O diretor também cria momentos de ação visceral, como a já referida batalha na floresta. Mas além de filmar bem a ação, Mangold e Jackman estão mais interessados em explorar a psique do protagonista, um sujeito praticamente imortal e para quem seus poderes lhe trouxeram mais problemas do que benefícios. O peso do herói é transferido para a narrativa: o universo de Logan é sombrio, onde a luta é sem fim e onde a esperança de uma vida melhor é frágil e pode não passar de uma ilusão (e o fato dela vir, dentro da história, de revistas velhas dos X-Men é um belo e sutil toque do roteiro).

E, obviamente, os atores ajudam e muito na construção dessa atmosfera dura e impiedosa.
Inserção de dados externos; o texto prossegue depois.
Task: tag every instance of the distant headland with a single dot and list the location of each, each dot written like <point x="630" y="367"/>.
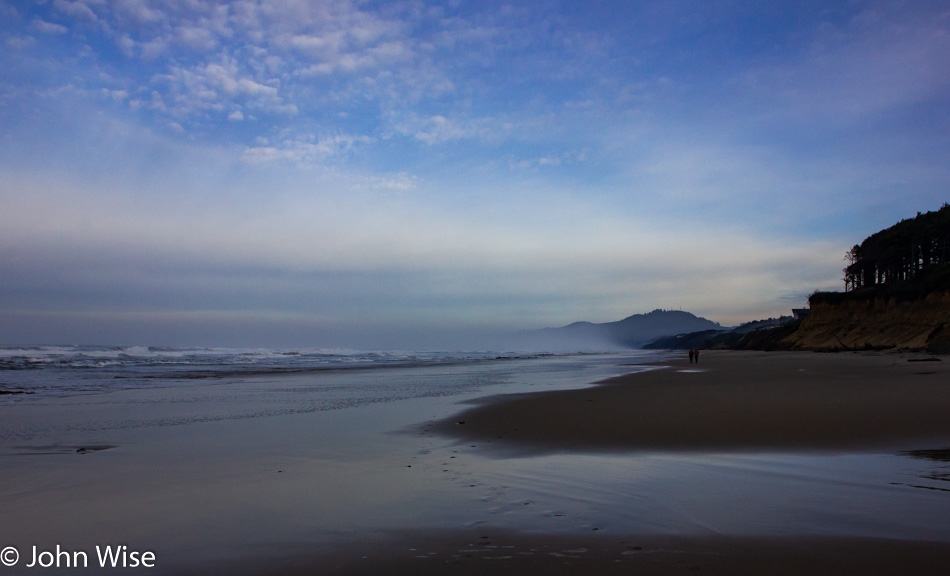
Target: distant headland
<point x="897" y="297"/>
Stewart parece tão frágil, distante da figura de autoridade dos primeiros X-Men, que imediatamente desperta a empatia do espectador. Já Keen é intrigante e selvagem, uma atriz interessante. E Jackman vive Wolverine com uma pitada de Clint Eastwood em Os Imperdoáveis (1992), e ao mesmo tempo dando tudo de si na sua ultima oportunidade de viver o personagem. Frágil, sempre com os olhos vermelhos e tossindo, ele é humano acima de tudo, e não são todos os grandes astros que se dispõem a mostrar facetas mais fragilizadas das suas conhecidas personas de ação – Eastwood foi uma exceção, e Jackman não foi comparado a ele quando estrelou o primeiro X-Men?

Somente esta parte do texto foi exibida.